The mother of a toddler severely injured by a flash bang grenade expressed relief Thursday that federal civil rights charges were filed against a Habersham County sheriff's deputy involved in the botched drug raid.
“This is a good start towards justice,” said Alecia Phonesavanh, whose son, Bounkham “Bou Bou” Phonesavanh, then 19 months old, sustained severe injuries to his face and chest, along with possible brain damage, after a stun grenade landed in his playpen during the May 2014 raid.
Federal prosecutors on Wednesday indicted Nikki Autry, 29, on four civil rights violations, accusing her of intentionally misleading a magistrate judge in order to obtain an arrest warrant for a low-level drug dealer.
“She ruined our family’s life by not doing her job properly,” Phonesavanh said. “It’s put our family through a lot of torture and a nightmare we have to live through every day.”

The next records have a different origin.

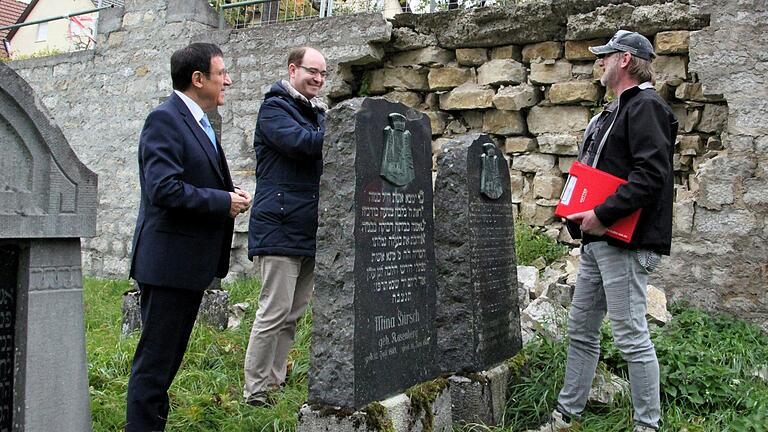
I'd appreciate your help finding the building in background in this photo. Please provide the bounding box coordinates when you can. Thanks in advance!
[0,0,29,58]
[0,0,123,59]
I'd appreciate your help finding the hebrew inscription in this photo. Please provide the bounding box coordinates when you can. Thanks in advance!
[0,246,19,432]
[354,101,436,401]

Autry’s attorney, Jeff Brickman, said his client did not intentionally mislead the judge, saying she has become the “sacrificial lamb in this case.” She is set to be arraigned Tuesday in federal court in Gainesville where, Brickman said, she’ll enter a plea of not guilty.
Acting U.S. Attorney John Horn said without Autry’s statements, “there was no probable cause to search the premises for drugs or to make the arrest.”
According to the federal indictment, an informant, never before used by the multi-agency Mountain Judicial Circuit Narcotics Criminal and Suppression Team team, and his roommate purchased crystal methamphetamine from Wanis Thonetheva outside his mother’s house, where Bou Bou, his siblings and parents were staying after their home in Wisconsin burned down.
Autry presented an affidavit to the judge in which she vouched for the informant as a “true and reliable informant” who had provided valuable information in the past, the indictment states. Claims of heavy traffic in and out of the residence were not verified, prosecutors said.
“It’s been very difficult for us to obtain justice … for police misconduct,” said Mawuli Davis, attorney for the Phonesavanhs. “Today, we’re more optimistic than we have been throughout this process that there will be justice for Baby Bou Bou and the Phonesavanh family.”
Bou Bou has undergone 12 surgeries since the raid and is scheduled for another next month, his mother said. The family was awarded $964,000 in a settlement reached with Habersham's Board of County Commissioners and has civil suits pending against the other counties in the multi-agency task force.